The clinical diagnosis of skin diseases is susceptible to interference from inter-class similarity of skin lesions, and over-reliance on clinicians'experience easily leads to subjective bias. Although existing deep learning aided diagnosis methods achieve competitive accuracy, they suffer from the black-box opacity of Vision Transformer (ViT) and poor adaptability to medical few-shot scenarios. Moreover, mainstream explainable algorithms generally face the bottleneck of significant accuracy degradation when improving interpretability. This paper proposes an interpretable ViT (IViT) constrained by Quadratic Programming (QP). The introduced pre-trained transfer learning adapts to few-shot feature extraction. A discrete QP feature selection framework is constructed to screen generic and discriminative features consistent with clinical diagnostic logic. A multi-objective loss function is designed to reduce feature redundancy and optimize activation distribution while preserving classification performance.

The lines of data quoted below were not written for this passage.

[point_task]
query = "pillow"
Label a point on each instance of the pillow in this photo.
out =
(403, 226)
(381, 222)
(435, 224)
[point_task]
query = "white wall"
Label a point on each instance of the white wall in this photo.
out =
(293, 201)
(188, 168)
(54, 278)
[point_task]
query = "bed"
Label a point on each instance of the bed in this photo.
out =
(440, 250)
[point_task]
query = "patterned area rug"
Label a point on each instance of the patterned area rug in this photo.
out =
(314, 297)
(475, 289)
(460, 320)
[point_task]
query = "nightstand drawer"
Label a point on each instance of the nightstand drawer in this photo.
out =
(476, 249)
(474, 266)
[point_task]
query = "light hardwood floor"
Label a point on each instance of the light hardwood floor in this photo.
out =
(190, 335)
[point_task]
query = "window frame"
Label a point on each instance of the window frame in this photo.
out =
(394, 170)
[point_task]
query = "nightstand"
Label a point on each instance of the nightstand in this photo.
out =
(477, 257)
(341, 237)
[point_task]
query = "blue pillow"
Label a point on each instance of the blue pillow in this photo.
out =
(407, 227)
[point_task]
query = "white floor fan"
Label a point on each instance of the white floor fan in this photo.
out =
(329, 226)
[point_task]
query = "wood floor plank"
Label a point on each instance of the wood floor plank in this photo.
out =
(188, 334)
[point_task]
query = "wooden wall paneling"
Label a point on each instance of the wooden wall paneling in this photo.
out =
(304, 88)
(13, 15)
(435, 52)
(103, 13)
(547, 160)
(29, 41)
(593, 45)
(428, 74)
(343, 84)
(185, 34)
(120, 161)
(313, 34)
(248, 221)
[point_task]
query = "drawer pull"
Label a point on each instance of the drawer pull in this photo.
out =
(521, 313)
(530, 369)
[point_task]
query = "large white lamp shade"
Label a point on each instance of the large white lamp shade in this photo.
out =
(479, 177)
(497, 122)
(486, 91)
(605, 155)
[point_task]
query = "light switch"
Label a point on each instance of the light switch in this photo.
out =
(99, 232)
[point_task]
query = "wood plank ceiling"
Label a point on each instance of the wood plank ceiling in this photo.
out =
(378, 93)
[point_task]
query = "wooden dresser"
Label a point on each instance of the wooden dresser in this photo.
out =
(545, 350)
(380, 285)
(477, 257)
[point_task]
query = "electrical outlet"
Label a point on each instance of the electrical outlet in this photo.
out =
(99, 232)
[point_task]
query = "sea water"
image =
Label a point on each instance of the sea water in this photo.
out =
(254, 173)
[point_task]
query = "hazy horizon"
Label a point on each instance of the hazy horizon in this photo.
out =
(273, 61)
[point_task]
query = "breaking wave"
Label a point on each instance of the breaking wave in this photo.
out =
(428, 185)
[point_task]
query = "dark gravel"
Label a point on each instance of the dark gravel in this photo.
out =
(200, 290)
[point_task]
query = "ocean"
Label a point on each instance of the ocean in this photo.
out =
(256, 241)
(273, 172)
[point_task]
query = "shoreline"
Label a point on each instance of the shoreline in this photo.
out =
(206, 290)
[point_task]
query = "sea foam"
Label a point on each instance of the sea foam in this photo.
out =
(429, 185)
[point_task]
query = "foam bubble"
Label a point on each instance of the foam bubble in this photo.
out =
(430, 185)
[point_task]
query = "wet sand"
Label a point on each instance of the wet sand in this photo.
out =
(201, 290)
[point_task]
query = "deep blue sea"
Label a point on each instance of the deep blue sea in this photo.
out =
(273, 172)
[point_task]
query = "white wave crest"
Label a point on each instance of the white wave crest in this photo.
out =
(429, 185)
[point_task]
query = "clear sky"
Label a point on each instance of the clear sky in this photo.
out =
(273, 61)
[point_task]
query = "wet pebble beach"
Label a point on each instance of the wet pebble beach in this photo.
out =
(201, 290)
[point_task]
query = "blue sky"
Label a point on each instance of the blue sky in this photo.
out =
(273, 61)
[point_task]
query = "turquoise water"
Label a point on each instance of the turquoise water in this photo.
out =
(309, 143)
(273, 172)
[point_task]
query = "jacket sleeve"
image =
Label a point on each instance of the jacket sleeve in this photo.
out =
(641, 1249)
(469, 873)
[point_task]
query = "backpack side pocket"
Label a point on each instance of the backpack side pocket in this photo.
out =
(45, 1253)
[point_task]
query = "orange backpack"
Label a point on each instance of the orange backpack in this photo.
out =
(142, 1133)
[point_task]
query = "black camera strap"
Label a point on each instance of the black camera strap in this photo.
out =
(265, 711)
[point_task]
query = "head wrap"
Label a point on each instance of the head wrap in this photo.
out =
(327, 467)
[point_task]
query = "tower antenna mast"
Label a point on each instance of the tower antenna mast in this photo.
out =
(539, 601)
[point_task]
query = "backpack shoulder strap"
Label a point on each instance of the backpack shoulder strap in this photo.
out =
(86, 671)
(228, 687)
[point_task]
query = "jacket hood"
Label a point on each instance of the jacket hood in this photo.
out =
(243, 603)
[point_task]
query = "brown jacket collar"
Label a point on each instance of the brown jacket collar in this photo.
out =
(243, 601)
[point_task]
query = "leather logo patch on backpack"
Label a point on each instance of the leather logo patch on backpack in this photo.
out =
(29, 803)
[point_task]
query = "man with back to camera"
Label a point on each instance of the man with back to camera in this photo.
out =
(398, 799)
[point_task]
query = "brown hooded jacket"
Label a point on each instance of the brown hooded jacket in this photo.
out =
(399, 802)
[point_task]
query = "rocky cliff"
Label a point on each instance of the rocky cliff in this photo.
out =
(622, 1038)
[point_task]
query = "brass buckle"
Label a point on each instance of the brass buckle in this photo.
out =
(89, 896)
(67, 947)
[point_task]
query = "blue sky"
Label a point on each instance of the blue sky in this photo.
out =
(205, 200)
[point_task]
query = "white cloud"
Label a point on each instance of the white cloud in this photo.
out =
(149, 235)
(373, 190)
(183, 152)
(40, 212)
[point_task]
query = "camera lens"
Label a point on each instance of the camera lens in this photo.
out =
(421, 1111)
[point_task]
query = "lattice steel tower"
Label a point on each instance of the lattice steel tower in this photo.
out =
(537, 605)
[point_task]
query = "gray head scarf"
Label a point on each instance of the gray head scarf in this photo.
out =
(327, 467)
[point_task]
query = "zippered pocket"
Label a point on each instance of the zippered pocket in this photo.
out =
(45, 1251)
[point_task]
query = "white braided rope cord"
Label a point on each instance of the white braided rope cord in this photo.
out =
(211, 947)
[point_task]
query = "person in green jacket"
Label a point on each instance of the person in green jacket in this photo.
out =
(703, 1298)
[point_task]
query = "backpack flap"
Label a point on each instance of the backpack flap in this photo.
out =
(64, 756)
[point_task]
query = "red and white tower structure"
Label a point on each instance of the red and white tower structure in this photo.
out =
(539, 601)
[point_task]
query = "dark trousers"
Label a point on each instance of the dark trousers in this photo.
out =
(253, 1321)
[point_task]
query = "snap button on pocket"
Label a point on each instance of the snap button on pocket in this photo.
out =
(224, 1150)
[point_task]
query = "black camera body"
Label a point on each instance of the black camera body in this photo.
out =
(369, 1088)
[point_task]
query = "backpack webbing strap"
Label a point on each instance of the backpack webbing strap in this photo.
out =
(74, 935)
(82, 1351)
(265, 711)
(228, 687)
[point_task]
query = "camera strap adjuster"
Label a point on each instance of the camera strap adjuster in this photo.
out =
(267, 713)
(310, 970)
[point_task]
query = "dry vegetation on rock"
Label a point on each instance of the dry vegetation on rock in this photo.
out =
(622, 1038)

Experimental results on six standard skin disease datasets show that IViT achieves an accuracy of 93.80%, only 0.21% lower than the baseline, with feature redundancy reduced by 29.5%. Its core activation regions are consistent with clinically concerned lesion areas. The proposed model balances accuracy and interpretability, providing a reliable solution for the clinical deployment of few-shot intelligent skin disease diagnosis.